Dans la même interview, Chazelle dit avoir pensé que Whiplash, notamment son final, suivait l’arc d’un film sportif. La comparaison est pertinente : Le héros est amené au plus bas puis remonte en flèche dans le grand final, remportant une grande victoire au prix d’un coût physique indéniable.

C’est peut-être là que réside le problème pour les critiques du film. « Nous sommes censés quitter nos sièges en éprouvant juste un peu d’admiration pour Fletcher et ses prétendues normes, parce que, perversement, elles font vraiment ressortir une certaine grandeur chez Andrew », écrit Stephanie Zacharek dans The Village Voice. « Mais les tactiques de Fletcher n’ont rien à voir avec le talent, la grandeur ou même la dynamique complexe de la musique. C’est juste un méchant de dessin animé qui se fait passer pour un méchant complexe. »
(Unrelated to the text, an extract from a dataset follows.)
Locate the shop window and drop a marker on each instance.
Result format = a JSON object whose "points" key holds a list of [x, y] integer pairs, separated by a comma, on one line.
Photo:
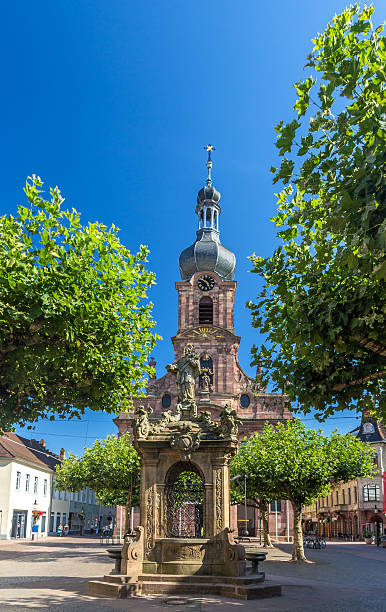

Pour d’autres, les implications du ton triomphant de la scène finale étaient moins dérangeantes et plutôt carrément comiques. « Il est évident que Chazelle avait pleinement l’intention de faire passer Fletcher pour une caricature repoussante et psychotique, mais cela devient problématique lorsque ces mêmes traits commencent à susciter de gros rires », a déclaré Adam Woodward dans Little White Lies. « Pour tout ce que Whiplash se vante d’adrénaline de performance live techniquement impressionnante, qui capture efficacement le frisson de regarder un groupe de musiciens jouer en totale harmonie, il est trop souvent coupable de distraire son public de son message auto-conflictuel. »

Whiplash soulève la sempiternelle question de la représentation égalant l’approbation. Ce n’est pas parce que Fletcher hurle des insultes homophobes à l’oreille d’Andrew et lui jette des chaises pendant qu’il joue du tambour que Chazelle le trouve un tant soit peu sympathique, même si son comportement produit des résultats. De nombreuses critiques l’ont comparé à un sergent instructeur et le film à Full Metal Jacket – Chazelle lui-même a reconnu la comparaison – un film tout aussi horrifiant et brutal où l’on ne peut s’empêcher d’être impressionné par l’efficacité résolue du monstre autoritaire.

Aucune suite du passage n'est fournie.